If the data providers do not have an established pattern for delivery manifests, it is recommended that they implement the STAC Item specification for each item that shares a geometry & timestamp.
Verified Integrity
What
At time of upload, the integrity of the data uploaded should be verified.
How
AWS S3 provides two techniques to achieve verifying the integrity of uploaded objects.
Preferred: Tagged with trailing checksums
From the S3 Docs:
When uploading objects to Amazon S3, you can either provide a precalculated checksum for the object or use an AWS SDK to automatically create trailing checksums on your behalf.
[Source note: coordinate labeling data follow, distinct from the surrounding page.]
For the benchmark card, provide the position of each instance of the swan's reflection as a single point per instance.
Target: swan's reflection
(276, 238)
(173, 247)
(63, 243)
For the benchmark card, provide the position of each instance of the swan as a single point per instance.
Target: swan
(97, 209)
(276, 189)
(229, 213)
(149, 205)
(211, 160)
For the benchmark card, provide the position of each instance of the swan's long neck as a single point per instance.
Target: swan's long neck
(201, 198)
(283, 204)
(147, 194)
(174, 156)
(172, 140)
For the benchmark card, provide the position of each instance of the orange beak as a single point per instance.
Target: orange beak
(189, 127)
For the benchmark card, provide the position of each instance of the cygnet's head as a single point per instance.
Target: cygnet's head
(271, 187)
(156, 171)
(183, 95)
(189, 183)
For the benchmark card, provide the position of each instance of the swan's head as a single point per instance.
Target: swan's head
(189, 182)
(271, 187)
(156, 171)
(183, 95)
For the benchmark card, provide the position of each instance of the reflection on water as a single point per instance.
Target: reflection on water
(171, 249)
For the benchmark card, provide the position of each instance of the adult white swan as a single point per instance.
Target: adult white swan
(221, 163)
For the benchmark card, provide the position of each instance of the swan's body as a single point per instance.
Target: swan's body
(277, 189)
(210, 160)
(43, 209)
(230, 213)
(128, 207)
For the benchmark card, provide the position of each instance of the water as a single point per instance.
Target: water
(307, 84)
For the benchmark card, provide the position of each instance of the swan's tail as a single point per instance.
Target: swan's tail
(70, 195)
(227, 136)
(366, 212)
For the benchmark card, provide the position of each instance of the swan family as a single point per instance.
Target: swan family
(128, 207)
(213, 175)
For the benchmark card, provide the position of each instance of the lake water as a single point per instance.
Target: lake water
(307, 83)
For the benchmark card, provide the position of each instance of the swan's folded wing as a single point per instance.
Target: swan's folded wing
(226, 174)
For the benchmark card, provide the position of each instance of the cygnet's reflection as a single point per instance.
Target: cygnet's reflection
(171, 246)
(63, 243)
If you decide to use a trailing checksum, Amazon S3 automatically generates the checksum by using your specified algorithm and uses it to validate the integrity of the object during upload.
AWS' SDKs provide functionality to generate the desired checksum at time of upload.
Example
with open(file_path, "rb") as f:
boto3.client("s3").put_object(
Bucket=bucket_name,
Key=filename,
Body=f,
ChecksumAlgorithm="SHA256",
)
However, if a known checksum is available, it may be preferable to provide that manually.
Example
with open(file_path, "rb") as f:
boto3.client("s3").put_object(
Bucket=bucket_name,
Key=filename,
Body=f,
ChecksumSHA256=checksum,
)
With this technique, S3 objects will contain metadata reporting its checksum. This is available via the get-object-attributes
API endpoint.
Example
r = boto3.client("s3").get_object_attributes(
Bucket=bucket,
Key=key,
ObjectAttributes=['Checksum']
)
print(r['Checksum']['ChecksumSHA256'])
Legacy: Uploaded with Content-MD5
header
From the AWS S3 PutObject API documentation:
To ensure that data is not corrupted traversing the network, use the
Content-MD5
header. When you use this header, Amazon S3 checks the object against the provided MD5 value and, if they do not match, returns an error.
Additional Reading
- [S3 Docs] Checking object integrity
- [AWS Knowledge Center] How can I check the integrity of an object uploaded to Amazon S3?
Prefixed by unique value
What
All files within a delivery should share a unique prefix.
Why
By placing each delivery into a unique prefix, common filenames (e.g. manifest.json
) won't conflict. Additionally, S3 applies rate limits per prefix in the bucket; utilizing a prefix-per-delivery greatly helps avoid hitting rate limit issues.